By Angie Teo, Ann Wang and Fabian Hamacher
TAIPEI (Reuters) - Cities across northern Taiwan ordered cars off roads and people to stay indoors on Monday for an annual air-raid exercise as the island steps up preparations in the event of a Chinese attack amid rising military threats from Beijing.
Sirens sounded at 1:30 p.m. (0530 GMT) for the mandatory street evacuation drills, which effectively shut towns and cities including its capital Taipei for 30 minutes.
An "air raid alert", asking people to evacuate to safety immediately, was sent via text message.
"When you receive the text message, please be aware of the wordings such as 'test' and 'drill' and stay calm," Taiwan President Tsai Ing-wen said in a reminder to the public on Facebook about an hour before the exercise named Wan An, which means everlasting peace.
China, which views democratically governed Taiwan as its territory, has been staging regular exercises around the island for the past three years, to pressure Taipei to accept Beijing's claim of sovereignty despite the island's strong rejections.
In the bustling shopping district of Ximending in Taipei, some shops pulled down their shutters and police directed passersby and vehicles including food delivery drivers on motorcycles to move to the side of the road and seek shelter.
Tourists with luggage were seen taking shelter in a subway station, some shocked and not sure what had happened.
"I heard the siren and I was worried, not knowing what happened especially we are foreigners in a foreign country," said Lee Jang Ho, a tourist from South Korea.

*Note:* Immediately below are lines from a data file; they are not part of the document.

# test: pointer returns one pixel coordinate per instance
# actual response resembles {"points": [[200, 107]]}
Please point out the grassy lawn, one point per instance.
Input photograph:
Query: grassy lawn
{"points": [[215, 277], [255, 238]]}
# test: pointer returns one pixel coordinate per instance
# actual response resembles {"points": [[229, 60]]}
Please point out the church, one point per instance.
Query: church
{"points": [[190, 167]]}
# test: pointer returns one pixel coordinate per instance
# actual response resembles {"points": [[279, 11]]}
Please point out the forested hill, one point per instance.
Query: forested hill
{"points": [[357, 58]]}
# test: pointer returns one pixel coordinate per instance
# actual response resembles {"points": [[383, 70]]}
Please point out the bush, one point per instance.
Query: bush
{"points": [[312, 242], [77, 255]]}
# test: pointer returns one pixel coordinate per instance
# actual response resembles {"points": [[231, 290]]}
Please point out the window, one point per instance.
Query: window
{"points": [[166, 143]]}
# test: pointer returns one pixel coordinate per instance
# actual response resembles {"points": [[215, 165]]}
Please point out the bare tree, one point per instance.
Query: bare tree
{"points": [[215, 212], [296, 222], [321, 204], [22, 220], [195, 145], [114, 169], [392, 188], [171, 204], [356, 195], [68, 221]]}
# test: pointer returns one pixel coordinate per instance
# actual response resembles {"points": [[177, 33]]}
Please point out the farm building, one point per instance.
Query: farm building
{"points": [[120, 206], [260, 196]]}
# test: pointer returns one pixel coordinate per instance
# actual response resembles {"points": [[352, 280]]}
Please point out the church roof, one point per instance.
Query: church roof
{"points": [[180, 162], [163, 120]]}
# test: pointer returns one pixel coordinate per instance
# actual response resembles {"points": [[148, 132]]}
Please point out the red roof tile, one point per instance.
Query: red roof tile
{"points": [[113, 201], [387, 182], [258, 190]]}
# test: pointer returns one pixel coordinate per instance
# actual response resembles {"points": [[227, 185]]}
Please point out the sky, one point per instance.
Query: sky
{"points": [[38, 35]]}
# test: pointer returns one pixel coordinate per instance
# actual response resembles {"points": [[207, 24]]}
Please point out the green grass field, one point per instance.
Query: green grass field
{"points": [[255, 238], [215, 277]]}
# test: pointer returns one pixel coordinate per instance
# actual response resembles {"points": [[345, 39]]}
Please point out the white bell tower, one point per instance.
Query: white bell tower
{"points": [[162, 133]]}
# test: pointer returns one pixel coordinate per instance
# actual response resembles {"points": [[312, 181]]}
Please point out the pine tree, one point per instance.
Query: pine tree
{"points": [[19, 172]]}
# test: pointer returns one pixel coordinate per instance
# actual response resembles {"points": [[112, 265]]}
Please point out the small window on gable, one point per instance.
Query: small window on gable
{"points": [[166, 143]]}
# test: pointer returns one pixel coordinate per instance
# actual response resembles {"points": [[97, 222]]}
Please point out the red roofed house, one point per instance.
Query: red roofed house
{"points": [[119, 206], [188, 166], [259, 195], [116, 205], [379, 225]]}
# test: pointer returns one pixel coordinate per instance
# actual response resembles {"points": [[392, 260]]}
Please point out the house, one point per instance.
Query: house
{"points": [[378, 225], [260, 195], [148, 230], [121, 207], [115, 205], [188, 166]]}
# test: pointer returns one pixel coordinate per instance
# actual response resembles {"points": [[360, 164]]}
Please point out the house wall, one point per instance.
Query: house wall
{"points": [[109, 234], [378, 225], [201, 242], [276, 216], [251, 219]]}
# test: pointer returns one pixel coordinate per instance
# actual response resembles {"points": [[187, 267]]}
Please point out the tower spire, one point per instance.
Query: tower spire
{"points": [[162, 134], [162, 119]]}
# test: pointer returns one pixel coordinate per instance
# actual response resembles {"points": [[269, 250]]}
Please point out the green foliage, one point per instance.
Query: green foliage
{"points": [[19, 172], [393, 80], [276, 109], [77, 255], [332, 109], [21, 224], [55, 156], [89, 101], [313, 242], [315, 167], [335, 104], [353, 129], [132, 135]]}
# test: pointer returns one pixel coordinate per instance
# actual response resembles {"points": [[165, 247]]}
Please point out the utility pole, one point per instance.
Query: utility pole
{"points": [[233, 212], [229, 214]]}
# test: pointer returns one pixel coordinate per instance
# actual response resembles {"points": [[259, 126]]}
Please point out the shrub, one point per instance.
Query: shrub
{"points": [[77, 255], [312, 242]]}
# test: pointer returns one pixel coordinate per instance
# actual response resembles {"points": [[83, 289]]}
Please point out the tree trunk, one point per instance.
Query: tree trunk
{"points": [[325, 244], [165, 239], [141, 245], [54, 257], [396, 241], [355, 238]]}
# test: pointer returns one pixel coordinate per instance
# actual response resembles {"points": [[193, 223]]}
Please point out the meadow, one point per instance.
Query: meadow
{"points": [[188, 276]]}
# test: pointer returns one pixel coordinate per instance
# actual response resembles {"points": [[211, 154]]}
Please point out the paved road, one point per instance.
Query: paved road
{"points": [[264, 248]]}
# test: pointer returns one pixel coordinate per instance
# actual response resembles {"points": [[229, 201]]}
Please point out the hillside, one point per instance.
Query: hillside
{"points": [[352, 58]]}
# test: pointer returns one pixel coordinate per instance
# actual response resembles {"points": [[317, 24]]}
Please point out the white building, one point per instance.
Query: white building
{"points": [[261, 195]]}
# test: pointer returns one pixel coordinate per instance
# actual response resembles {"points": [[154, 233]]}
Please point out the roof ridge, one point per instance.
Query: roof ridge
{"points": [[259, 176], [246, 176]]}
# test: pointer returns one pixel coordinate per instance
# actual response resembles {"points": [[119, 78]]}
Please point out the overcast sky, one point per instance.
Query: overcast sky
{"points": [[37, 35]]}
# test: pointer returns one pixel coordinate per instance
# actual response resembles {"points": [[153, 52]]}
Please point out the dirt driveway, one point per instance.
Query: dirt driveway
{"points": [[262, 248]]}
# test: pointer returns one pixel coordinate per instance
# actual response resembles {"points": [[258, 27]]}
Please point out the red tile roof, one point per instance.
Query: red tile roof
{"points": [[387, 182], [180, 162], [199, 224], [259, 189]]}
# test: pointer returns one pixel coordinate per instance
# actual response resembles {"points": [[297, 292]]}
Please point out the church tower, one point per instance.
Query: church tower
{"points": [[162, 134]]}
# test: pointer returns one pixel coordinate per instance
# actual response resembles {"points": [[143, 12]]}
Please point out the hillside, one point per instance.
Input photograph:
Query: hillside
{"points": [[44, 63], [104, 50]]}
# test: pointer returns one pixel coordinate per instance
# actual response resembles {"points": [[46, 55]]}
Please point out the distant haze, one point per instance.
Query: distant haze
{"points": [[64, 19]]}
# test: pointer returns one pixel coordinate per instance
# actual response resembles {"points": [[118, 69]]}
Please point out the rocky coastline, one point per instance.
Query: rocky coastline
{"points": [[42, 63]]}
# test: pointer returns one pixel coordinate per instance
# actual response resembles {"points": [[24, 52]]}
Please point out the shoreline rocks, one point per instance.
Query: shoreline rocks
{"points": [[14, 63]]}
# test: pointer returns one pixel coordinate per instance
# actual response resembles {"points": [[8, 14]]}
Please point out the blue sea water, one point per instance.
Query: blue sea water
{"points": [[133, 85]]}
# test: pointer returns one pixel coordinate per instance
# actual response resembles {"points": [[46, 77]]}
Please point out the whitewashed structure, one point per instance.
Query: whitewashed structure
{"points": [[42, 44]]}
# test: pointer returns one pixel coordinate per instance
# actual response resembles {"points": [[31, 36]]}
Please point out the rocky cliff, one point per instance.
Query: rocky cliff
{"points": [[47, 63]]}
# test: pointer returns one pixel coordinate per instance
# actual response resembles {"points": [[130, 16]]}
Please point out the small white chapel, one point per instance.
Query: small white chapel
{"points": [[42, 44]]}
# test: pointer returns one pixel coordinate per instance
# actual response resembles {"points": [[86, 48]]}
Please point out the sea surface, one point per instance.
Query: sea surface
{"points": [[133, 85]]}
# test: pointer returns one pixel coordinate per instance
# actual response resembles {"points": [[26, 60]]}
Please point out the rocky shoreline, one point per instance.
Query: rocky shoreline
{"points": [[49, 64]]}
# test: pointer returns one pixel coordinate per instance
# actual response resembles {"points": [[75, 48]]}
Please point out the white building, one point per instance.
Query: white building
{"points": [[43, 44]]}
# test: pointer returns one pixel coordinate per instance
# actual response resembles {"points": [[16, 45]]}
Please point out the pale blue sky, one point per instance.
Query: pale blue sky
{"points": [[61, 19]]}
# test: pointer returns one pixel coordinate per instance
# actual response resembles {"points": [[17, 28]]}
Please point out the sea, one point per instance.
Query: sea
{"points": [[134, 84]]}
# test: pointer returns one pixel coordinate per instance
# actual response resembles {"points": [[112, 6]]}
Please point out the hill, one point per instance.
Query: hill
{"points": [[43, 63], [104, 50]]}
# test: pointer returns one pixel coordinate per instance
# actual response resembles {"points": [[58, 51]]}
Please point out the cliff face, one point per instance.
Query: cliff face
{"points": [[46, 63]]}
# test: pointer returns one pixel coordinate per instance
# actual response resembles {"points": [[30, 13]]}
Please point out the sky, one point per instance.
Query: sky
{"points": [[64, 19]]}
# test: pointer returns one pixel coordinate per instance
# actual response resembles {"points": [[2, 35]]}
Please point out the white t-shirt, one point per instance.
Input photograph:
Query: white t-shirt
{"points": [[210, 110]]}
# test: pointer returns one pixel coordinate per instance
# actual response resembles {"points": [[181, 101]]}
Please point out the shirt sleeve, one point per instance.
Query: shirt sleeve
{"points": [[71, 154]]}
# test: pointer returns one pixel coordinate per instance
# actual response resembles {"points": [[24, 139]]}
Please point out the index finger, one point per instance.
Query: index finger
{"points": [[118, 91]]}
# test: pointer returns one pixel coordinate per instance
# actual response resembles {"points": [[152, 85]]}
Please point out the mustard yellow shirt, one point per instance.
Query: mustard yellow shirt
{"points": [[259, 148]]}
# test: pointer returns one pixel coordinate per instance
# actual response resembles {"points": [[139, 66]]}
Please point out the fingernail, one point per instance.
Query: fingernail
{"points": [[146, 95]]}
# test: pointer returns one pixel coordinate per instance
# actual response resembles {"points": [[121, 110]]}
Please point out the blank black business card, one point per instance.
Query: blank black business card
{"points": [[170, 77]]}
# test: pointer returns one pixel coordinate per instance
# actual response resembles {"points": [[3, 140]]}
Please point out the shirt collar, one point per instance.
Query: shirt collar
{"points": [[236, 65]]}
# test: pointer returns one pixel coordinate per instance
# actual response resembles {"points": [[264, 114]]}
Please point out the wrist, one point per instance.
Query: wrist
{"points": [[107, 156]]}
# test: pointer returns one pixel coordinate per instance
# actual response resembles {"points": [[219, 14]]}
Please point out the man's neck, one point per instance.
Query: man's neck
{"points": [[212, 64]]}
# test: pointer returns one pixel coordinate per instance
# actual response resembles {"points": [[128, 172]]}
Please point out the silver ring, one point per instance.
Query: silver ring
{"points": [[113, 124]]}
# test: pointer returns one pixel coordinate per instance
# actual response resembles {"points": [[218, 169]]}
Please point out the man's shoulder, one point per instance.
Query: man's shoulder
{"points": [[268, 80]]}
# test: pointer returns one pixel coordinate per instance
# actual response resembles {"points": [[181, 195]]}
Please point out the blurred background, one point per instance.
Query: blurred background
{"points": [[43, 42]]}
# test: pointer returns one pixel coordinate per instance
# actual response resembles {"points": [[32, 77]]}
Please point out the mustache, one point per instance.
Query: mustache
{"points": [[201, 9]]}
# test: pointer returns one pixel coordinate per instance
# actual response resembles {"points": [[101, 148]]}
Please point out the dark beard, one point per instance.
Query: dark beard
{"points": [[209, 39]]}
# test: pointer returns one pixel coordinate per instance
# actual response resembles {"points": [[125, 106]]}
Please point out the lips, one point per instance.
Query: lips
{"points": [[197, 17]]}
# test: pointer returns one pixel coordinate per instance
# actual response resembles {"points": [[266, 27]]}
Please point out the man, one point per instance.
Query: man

Among the various drills carried out by authorities in Taipei, some citizens were instructed to seek shelter in basement parking lots with their hands covering their eyes and ears while keeping their mouths open - to minimise the impact of blast waves from missiles.
Sirens sounded 30 minutes later to give the all-clear. Other parts of Taiwan, where periodic air-raid drills are required by law, will carry out street evacuation drills this week.
Beijing has stepped up its warnings against a trip to the United States by Taiwan vice president and presidential frontrunner William Lai next month, while the top U.S. diplomat in Taipei urged China not to take "provocative" action in response to the brief transits.